Value add atau nilai tambah mengacu pada segala sesuatu yang secara langsung meningkatkan nilai produk atau layanan bagi pelanggan, atau bisa kita maknai sebagai nilai tambah yang benar-benar dibutuhkan oleh pelanggan. Aktivitas disebut memiliki nilai tambah jika memiliki kriteria 3C: Customer willing to pay, Change the product, Correct at first time.

  1. Customer willing to pay (Pelanggan bersedia membayar): Kriteria pertama adalah apakah pelanggan bersedia membayar untuk aktivitas tersebut. Ini mengindikasikan bahwa aktivitas tersebut memberikan manfaat yang bernilai bagi pelanggan sehingga mereka bersedia mengeluarkan uang untuk itu. Contohnya, jika seorang pelanggan ingin memesan layanan tambahan atau fitur khusus pada produk, maka pelanggan tersebut bersedia membayar tambahan untuk mendapatkan nilai tambah tersebut.
  2. Change the product (Mengubah bentuk/fungsi produk): Kriteria kedua adalah apakah aktivitas tersebut mengubah bentuk atau fungsi dari produk atau jasa yang diberikan. Ini menunjukkan bahwa aktivitas tersebut memberikan peningkatan atau perubahan yang bermanfaat bagi produk atau layanan yang disediakan kepada pelanggan. Misalnya, jika sebuah restoran menambahkan opsi makanan baru yang lebih sehat atau menyesuaikan menu untuk mencakup preferensi pelanggan yang berbeda, itu akan dianggap sebagai aktivitas yang meningkatkan nilai tambah.
  3. Correct the first time (Melakukan dengan benar sejak pertama kali): Kriteria ketiga adalah apakah aktivitas tersebut dilakukan dengan benar pada percobaan pertama, sehingga tidak memerlukan pengerjaan ulang. Ini menunjukkan efisiensi dalam pelaksanaan aktivitas dan menghindari pemborosan waktu, tenaga, dan sumber daya. Sebagai contoh, jika sebuah perusahaan memperkenalkan produk baru dan proses produksiannya diatur sedemikian rupa sehingga produk tersebut memenuhi standar kualitas yang diinginkan pada percobaan pertama, itu akan menghemat biaya dan waktu yang diperlukan untuk mengoreksi kesalahan atau cacat pada produk.
Baca juga  Membangun Budaya Inovasi untuk Ciptakan Keunggulan Bisnis 

Value Enabler (Pendukung Nilai)

Value enabler merujuk pada aktivitas atau faktor yang tidak secara langsung memberikan nilai tambah kepada pelanggan, tetapi penting untuk kelangsungan bisnis dan meminimalkan risiko. Ini termasuk kegiatan yang dilakukan untuk memastikan kepatuhan terhadap peraturan pemerintah, peraturan industri, atau standar keselamatan. Meskipun pelanggan mungkin tidak langsung melihat atau merasakan manfaatnya, tetapi ini penting untuk menjaga operasi bisnis yang lancar dan memenuhi persyaratan hukum. Dengan demikian, value enabler membantu perusahaan mengelola risiko, menjaga reputasi, dan memastikan keberlanjutan bisnis dalam jangka panjang.

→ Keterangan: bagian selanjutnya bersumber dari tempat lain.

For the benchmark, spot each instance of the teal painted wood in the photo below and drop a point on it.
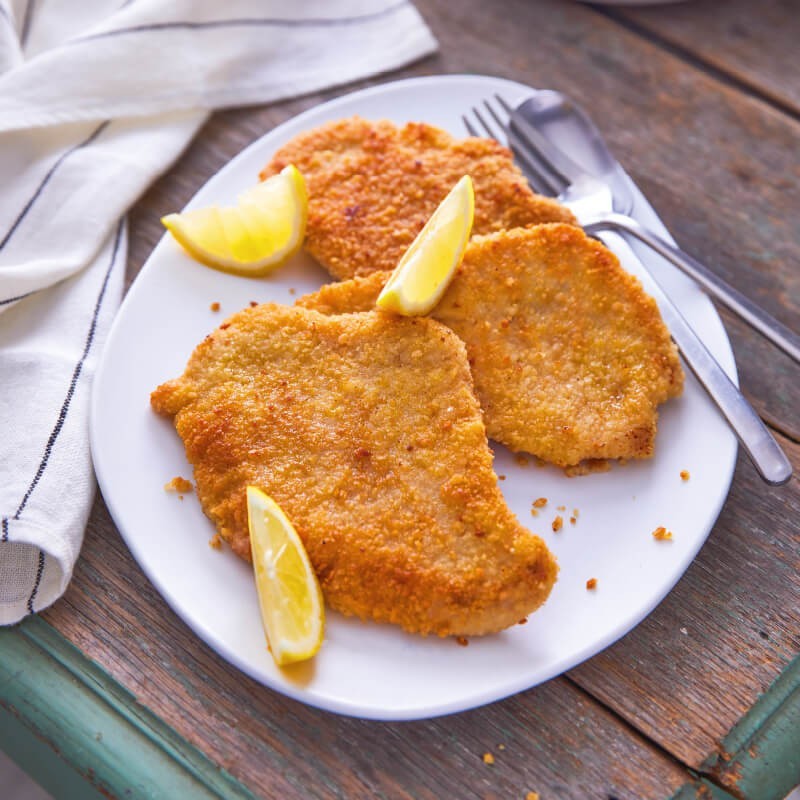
(761, 755)
(95, 727)
(44, 766)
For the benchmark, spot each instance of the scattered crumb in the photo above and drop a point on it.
(178, 484)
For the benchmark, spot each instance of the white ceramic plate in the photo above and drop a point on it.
(373, 670)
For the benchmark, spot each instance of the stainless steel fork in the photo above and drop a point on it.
(581, 193)
(598, 202)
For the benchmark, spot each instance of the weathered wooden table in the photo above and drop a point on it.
(701, 102)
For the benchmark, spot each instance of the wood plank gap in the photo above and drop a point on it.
(692, 59)
(630, 727)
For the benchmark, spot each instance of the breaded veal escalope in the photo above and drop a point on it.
(366, 430)
(372, 187)
(569, 355)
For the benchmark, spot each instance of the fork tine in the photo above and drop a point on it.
(536, 178)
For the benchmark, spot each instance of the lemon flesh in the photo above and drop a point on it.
(263, 230)
(289, 595)
(427, 267)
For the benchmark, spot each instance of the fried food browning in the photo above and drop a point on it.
(570, 357)
(366, 431)
(372, 186)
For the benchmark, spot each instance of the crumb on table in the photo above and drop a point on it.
(178, 484)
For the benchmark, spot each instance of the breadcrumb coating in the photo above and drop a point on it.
(569, 355)
(372, 187)
(365, 429)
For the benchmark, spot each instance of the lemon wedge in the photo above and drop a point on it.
(427, 267)
(263, 230)
(288, 591)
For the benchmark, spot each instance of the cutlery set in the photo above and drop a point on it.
(602, 201)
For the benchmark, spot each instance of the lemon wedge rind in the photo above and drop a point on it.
(263, 230)
(427, 267)
(290, 598)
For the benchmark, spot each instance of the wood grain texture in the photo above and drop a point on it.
(555, 739)
(720, 166)
(694, 666)
(745, 41)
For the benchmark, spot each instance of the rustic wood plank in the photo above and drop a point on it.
(669, 123)
(751, 44)
(280, 748)
(700, 661)
(719, 167)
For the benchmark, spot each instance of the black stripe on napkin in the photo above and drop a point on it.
(14, 299)
(273, 22)
(40, 188)
(65, 406)
(26, 23)
(39, 571)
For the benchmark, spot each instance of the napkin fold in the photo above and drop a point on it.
(96, 100)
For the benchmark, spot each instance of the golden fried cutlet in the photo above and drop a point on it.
(365, 429)
(372, 186)
(570, 357)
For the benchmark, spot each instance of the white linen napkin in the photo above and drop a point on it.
(96, 100)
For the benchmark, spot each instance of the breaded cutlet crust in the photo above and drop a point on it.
(372, 187)
(569, 355)
(366, 430)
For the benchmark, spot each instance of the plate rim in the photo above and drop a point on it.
(207, 636)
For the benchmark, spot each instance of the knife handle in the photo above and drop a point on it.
(760, 445)
(781, 336)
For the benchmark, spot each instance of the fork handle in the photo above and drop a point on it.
(759, 444)
(784, 338)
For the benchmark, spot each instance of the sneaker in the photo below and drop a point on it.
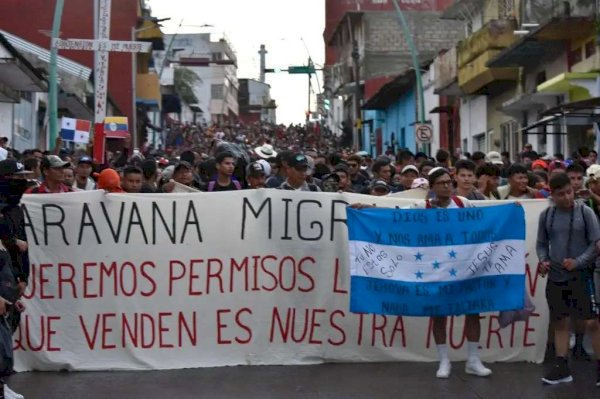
(475, 367)
(444, 369)
(572, 341)
(579, 353)
(559, 374)
(10, 394)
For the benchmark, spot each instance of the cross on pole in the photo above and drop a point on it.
(102, 45)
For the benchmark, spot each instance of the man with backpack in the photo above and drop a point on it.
(225, 163)
(296, 175)
(568, 233)
(440, 183)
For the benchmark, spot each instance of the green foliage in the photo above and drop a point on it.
(185, 80)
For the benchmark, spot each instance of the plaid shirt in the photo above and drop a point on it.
(43, 189)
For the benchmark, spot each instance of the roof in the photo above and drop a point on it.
(392, 91)
(19, 57)
(63, 64)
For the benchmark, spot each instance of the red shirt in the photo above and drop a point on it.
(43, 189)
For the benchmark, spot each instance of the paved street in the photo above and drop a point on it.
(375, 380)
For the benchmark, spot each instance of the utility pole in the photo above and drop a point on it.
(263, 60)
(52, 79)
(357, 97)
(415, 59)
(309, 89)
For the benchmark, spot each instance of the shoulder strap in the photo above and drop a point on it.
(458, 201)
(584, 223)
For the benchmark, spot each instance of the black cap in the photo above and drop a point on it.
(298, 160)
(256, 169)
(9, 167)
(183, 164)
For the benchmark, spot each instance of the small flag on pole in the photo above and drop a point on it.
(76, 130)
(116, 127)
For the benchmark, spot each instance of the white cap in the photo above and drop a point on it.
(409, 167)
(494, 157)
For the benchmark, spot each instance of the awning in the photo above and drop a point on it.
(579, 86)
(147, 90)
(16, 72)
(150, 32)
(74, 106)
(461, 9)
(392, 91)
(522, 102)
(171, 103)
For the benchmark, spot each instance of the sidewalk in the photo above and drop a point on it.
(347, 381)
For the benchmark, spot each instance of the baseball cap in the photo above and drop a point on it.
(379, 184)
(85, 159)
(409, 168)
(330, 176)
(539, 162)
(298, 160)
(256, 169)
(183, 164)
(494, 158)
(53, 161)
(420, 182)
(10, 167)
(593, 172)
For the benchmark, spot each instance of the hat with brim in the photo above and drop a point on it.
(54, 161)
(265, 151)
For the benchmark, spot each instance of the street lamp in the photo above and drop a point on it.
(134, 33)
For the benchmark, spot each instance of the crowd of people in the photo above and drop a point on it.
(310, 158)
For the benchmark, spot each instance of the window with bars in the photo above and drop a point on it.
(506, 8)
(217, 92)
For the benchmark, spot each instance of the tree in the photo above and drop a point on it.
(184, 80)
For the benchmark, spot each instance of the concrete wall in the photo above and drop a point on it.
(30, 19)
(6, 121)
(495, 118)
(473, 120)
(386, 50)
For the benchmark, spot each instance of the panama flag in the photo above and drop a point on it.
(437, 262)
(76, 130)
(116, 127)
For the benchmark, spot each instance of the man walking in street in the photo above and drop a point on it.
(440, 183)
(568, 233)
(83, 171)
(53, 172)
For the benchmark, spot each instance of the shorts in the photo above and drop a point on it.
(573, 298)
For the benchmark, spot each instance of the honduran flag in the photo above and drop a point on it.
(76, 130)
(116, 127)
(437, 262)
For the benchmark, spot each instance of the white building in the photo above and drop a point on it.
(255, 102)
(215, 65)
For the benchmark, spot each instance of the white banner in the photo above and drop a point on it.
(164, 281)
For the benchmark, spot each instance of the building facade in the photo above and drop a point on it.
(215, 85)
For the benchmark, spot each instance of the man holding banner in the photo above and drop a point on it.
(566, 247)
(441, 185)
(450, 261)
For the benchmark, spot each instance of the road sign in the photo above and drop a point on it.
(305, 69)
(102, 45)
(423, 133)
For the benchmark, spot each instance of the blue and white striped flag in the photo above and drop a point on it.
(437, 262)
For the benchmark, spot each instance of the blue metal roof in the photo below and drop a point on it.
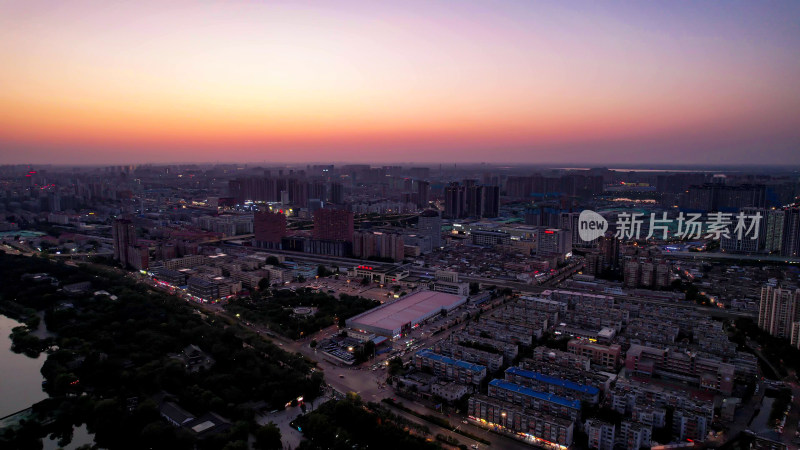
(503, 384)
(446, 360)
(571, 385)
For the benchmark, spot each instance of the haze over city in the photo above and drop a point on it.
(571, 83)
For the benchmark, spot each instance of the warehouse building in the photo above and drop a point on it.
(397, 318)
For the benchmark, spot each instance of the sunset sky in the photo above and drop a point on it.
(577, 82)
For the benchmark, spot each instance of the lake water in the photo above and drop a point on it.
(21, 382)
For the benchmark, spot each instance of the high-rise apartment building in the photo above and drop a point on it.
(124, 234)
(269, 229)
(423, 193)
(430, 225)
(791, 232)
(333, 225)
(454, 201)
(778, 310)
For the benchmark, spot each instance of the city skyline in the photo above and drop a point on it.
(584, 84)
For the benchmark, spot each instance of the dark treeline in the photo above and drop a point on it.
(113, 359)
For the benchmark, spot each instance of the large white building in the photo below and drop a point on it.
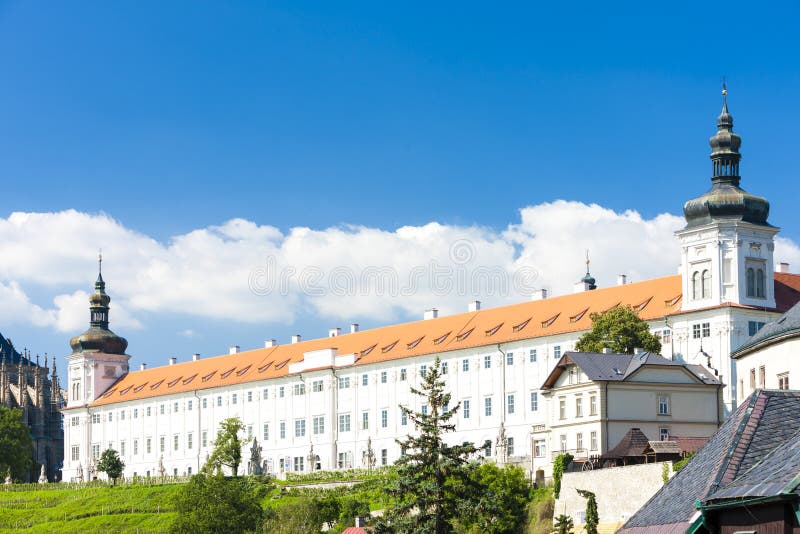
(341, 392)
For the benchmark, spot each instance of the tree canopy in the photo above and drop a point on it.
(227, 447)
(111, 464)
(16, 445)
(433, 479)
(619, 329)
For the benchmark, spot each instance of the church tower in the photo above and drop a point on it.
(727, 244)
(98, 356)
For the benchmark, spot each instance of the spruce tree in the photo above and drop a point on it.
(433, 478)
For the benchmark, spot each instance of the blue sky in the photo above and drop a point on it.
(177, 116)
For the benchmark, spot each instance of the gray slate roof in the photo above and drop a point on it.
(755, 453)
(785, 325)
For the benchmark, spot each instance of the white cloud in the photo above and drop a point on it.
(245, 272)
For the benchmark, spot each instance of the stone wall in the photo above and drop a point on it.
(620, 491)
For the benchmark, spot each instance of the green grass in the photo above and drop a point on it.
(91, 509)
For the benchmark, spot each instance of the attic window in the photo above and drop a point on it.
(465, 335)
(492, 331)
(189, 379)
(209, 375)
(521, 325)
(414, 343)
(550, 321)
(578, 316)
(642, 305)
(440, 339)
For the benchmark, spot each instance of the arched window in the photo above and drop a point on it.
(706, 284)
(760, 283)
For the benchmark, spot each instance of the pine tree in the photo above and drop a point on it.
(433, 478)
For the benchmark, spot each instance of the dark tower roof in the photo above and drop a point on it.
(725, 199)
(99, 338)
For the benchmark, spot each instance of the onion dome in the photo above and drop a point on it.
(98, 338)
(725, 199)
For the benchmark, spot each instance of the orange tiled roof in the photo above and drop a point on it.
(527, 320)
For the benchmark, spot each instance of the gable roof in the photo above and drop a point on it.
(653, 299)
(614, 367)
(750, 440)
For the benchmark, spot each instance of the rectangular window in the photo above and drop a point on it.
(318, 424)
(783, 381)
(344, 422)
(663, 404)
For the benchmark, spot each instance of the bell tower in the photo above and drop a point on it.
(727, 244)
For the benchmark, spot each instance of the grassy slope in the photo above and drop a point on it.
(102, 509)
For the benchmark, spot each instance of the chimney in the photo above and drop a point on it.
(539, 294)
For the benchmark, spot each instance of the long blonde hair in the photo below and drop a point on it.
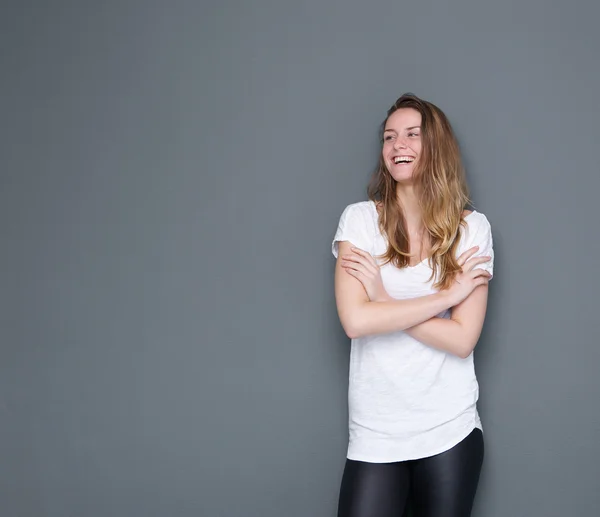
(442, 191)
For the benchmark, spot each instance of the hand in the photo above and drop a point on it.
(362, 266)
(468, 279)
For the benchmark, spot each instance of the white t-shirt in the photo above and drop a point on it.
(407, 400)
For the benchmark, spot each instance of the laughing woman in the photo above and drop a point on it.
(411, 287)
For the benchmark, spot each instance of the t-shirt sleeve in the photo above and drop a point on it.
(479, 233)
(353, 227)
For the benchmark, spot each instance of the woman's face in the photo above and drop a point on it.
(402, 143)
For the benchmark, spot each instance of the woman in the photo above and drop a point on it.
(411, 287)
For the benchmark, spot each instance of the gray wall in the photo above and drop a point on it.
(172, 174)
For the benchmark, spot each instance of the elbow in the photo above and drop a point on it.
(352, 326)
(465, 350)
(352, 331)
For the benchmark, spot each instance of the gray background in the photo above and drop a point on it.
(172, 174)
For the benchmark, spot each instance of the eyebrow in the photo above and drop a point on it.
(408, 129)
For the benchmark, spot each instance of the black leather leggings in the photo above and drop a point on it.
(443, 485)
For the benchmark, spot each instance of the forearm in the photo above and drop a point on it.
(445, 334)
(392, 315)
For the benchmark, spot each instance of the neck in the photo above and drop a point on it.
(408, 200)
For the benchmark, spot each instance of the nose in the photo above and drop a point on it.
(399, 143)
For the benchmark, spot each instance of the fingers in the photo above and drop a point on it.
(366, 261)
(366, 255)
(471, 263)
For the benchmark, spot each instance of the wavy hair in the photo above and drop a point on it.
(441, 188)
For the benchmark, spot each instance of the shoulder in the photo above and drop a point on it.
(362, 211)
(477, 229)
(475, 219)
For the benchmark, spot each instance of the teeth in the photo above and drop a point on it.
(405, 159)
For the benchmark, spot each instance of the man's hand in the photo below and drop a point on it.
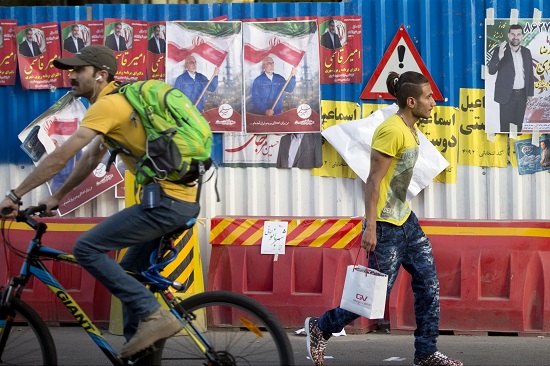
(368, 242)
(7, 204)
(501, 50)
(51, 203)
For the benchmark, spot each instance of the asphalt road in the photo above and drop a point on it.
(365, 349)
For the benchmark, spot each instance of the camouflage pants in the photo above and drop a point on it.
(406, 246)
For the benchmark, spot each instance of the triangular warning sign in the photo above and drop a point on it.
(401, 56)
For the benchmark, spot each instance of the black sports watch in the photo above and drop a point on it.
(12, 196)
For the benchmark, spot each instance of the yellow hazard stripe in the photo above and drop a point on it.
(53, 226)
(486, 231)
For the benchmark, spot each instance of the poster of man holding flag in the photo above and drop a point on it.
(204, 61)
(281, 71)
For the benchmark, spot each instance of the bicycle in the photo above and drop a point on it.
(239, 329)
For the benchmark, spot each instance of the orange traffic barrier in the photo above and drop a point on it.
(494, 277)
(306, 281)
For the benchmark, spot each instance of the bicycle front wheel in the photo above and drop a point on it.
(26, 339)
(240, 331)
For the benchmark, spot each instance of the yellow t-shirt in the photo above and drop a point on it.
(111, 115)
(394, 138)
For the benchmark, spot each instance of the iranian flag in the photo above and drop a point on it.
(209, 40)
(288, 41)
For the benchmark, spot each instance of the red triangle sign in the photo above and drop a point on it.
(400, 56)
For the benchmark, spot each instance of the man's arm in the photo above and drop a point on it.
(379, 165)
(84, 166)
(51, 165)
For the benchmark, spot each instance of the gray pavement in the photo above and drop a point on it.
(74, 347)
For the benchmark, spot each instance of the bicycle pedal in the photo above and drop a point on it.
(136, 358)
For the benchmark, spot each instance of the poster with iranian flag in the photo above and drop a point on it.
(204, 61)
(8, 52)
(340, 50)
(281, 72)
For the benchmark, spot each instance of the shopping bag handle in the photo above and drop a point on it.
(368, 256)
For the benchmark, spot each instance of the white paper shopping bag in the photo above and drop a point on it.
(365, 292)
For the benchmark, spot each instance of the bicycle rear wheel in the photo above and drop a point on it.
(26, 339)
(240, 331)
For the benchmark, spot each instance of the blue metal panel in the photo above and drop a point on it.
(449, 36)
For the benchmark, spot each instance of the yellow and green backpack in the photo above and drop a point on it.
(179, 139)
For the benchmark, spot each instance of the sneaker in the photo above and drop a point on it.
(159, 325)
(436, 359)
(316, 342)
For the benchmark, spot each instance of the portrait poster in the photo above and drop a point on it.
(8, 52)
(475, 148)
(76, 35)
(204, 61)
(340, 55)
(156, 51)
(531, 158)
(281, 76)
(128, 40)
(37, 47)
(250, 150)
(49, 131)
(503, 90)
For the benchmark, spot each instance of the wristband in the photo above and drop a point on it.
(12, 196)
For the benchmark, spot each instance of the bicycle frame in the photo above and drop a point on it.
(33, 266)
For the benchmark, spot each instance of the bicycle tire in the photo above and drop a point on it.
(229, 318)
(29, 342)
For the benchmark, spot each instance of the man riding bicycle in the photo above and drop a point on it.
(138, 227)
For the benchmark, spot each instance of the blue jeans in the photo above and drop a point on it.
(406, 246)
(139, 230)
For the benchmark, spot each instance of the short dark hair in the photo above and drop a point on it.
(408, 84)
(515, 26)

Contoh lainnya adalah implementasi sistem manajemen rantai pasokan yang efisien tidak langsung meningkatkan nilai produk, tetapi menjadi value enabler karena dapat membantu perusahaan mengurangi biaya produksi, meningkatkan efisiensi, dan memberikan layanan yang lebih baik kepada pelanggan. Namun sebelumnya kita juga harus memastikan apakah dengan penerapan sistem tersebut membuat proses lebih cepat, kualitas lebih baik, dan biaya lebih murah karena kalau sistem tersebut justru membuat biaya mahal dan tidak efisien maka kita tidak boleh menyebutnya sebagai value enabler.